Bulbs can range from $32 to $45 each compared with 50 cents for incandescents.
But the estimated LED life expectancy can range between 35,000 to 50,000 hours, compared with 6,000 hours for incandescents.
Tabler estimates it would take more than six flocks of birds to achieve a return on investment with LED bulbs.
Susan R. Watkins, an associate professor in the Poultry Science Department at the University of Arkansas Division of Agriculture, agrees that LEDs will be a tougher sell to poultry farmers but sees adoption of the technology getting less expensive as demand for the product increases.
“LED is a new technology and it’s similar to the introduction of the cell phone 15 years ago,” she said, estimating that manufacturers and suppliers will bring the price in line through increased demand and competition.
Watkins boasts that for now the UA farm has been the first to test these kind of bulbs, but “we won’t be holding that rein for long.” For now, the source of agricultural LEDs in Arkansas has been limited to three companies.
While the UA has had a lot of inquiries from vendors about supplying bulbs, only NextGen Illumination, Luma Vue and Efficient Lights of Wake Forest, N.C., have provided an actual product to test, Watkins said.
She credits NextGen with pushing LED adoption and said the company had taken the lead.
NextGen, formed in April 2008, brought in one of its bulbs in January and had to quickly modify it since the light shone down in one spot about the size of a dinner plate, she said.
NextGen then designed a “Cadillac” of a bulb, which has been in a chicken house for as many as five flocks without a single replacement, Watkins said.
NextGen reports establishing agriculture LED projects throughout the country and company officials say Arkansas’ grant will not make or break the business.
And it helps that the agriculture industry has access to various government programs to support renewable energy and adoption of more efficient technology, said Christopher Callahan, president and founder of NextGen.
“We saw an opportunity [in the poultry industry] versus playing in the art museum and commercial high rise” market, said Callahan, who says the agricultural industry is as deserving of energy savings as larger, urban customers that LED suppliers typically target.
Poultry farmers eligible to receive the free bulbs must have tunnel-ventilated facilities, or chicken houses with solid walls or modified solid walls.

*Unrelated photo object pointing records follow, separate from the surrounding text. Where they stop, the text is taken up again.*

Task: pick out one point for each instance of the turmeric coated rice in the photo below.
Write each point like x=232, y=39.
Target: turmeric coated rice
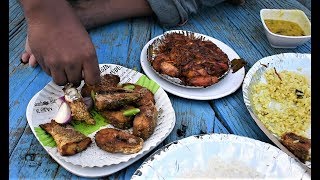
x=283, y=102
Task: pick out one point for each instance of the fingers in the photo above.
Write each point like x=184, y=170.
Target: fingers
x=59, y=77
x=91, y=71
x=25, y=58
x=74, y=74
x=32, y=61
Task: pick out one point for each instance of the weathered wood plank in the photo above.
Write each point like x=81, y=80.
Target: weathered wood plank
x=30, y=160
x=17, y=110
x=121, y=43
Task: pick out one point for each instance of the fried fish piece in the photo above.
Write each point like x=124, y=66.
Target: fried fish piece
x=145, y=122
x=117, y=119
x=78, y=108
x=114, y=141
x=69, y=141
x=115, y=100
x=106, y=81
x=298, y=145
x=146, y=94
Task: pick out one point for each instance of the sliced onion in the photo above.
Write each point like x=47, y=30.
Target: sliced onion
x=64, y=114
x=88, y=102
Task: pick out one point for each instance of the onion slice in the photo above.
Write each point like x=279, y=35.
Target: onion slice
x=64, y=114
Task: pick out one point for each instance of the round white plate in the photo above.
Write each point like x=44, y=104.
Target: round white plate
x=220, y=156
x=44, y=108
x=229, y=84
x=300, y=63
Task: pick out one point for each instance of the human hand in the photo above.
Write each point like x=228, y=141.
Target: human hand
x=62, y=46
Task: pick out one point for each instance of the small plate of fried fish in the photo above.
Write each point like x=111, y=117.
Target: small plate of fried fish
x=192, y=65
x=125, y=116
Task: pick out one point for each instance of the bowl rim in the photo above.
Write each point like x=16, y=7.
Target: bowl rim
x=284, y=36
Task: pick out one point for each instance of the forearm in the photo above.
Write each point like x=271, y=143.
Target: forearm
x=93, y=13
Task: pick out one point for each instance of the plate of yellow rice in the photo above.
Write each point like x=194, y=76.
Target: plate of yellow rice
x=277, y=93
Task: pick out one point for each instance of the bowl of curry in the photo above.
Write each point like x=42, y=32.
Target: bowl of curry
x=286, y=28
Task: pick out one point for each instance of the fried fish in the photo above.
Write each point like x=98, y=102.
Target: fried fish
x=106, y=82
x=145, y=122
x=115, y=100
x=78, y=108
x=69, y=141
x=118, y=119
x=114, y=141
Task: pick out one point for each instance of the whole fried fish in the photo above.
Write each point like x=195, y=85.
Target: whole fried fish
x=106, y=82
x=115, y=100
x=78, y=108
x=114, y=141
x=69, y=141
x=145, y=122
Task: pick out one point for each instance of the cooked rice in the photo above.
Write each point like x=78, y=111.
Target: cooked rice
x=280, y=105
x=218, y=168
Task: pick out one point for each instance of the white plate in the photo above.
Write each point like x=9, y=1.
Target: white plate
x=43, y=108
x=297, y=62
x=229, y=84
x=205, y=156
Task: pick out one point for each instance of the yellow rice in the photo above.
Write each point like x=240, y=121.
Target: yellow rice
x=278, y=106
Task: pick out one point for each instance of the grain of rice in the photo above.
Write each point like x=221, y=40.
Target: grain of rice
x=279, y=103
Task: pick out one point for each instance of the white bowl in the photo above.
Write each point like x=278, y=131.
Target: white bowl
x=293, y=15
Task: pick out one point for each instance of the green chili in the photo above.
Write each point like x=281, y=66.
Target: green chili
x=131, y=112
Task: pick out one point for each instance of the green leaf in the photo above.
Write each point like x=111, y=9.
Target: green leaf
x=45, y=138
x=87, y=129
x=148, y=83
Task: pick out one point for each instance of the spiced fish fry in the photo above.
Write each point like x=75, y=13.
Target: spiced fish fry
x=145, y=122
x=114, y=141
x=115, y=100
x=146, y=94
x=69, y=141
x=107, y=81
x=78, y=108
x=117, y=118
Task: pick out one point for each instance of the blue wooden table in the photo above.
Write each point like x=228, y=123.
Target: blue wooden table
x=121, y=43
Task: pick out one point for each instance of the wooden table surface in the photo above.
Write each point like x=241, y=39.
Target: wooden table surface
x=121, y=43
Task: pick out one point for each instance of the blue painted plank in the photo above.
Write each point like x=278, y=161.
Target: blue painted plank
x=31, y=161
x=121, y=43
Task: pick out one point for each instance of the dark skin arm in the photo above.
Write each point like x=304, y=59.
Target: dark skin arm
x=59, y=41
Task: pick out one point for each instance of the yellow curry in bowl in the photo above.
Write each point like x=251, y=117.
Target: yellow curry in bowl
x=283, y=27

Arkansas has some 18,000 chicken houses with roughly half meeting that specification, said the UA’s Watkins.
As the bulb project rolls out, farmers who contract with each of the eight corporate sponsors such as Tyson Foods Inc., Simmons Foods and George’s Inc., are expected to test the bulbs.
Each “is targeting a specific size of bird to meet their market demand and also targeting different genetic packages to meet their market demand,” she said. “Those are going to influence what the lighting needs are.” And it’s well known among LED bulb vendors and farmers that it would not matter how much energy is saved if the bird doesn’t perform as well as it could.
Tabler at the broiler research farm said performance has not been compromised with the LED bulbs.
Hundley with Luma Vue said that while energy use might not represent the largest cost for poultry farmers, it is one thing they can largely control, “and this [LED bulb] is one way to use less energy.”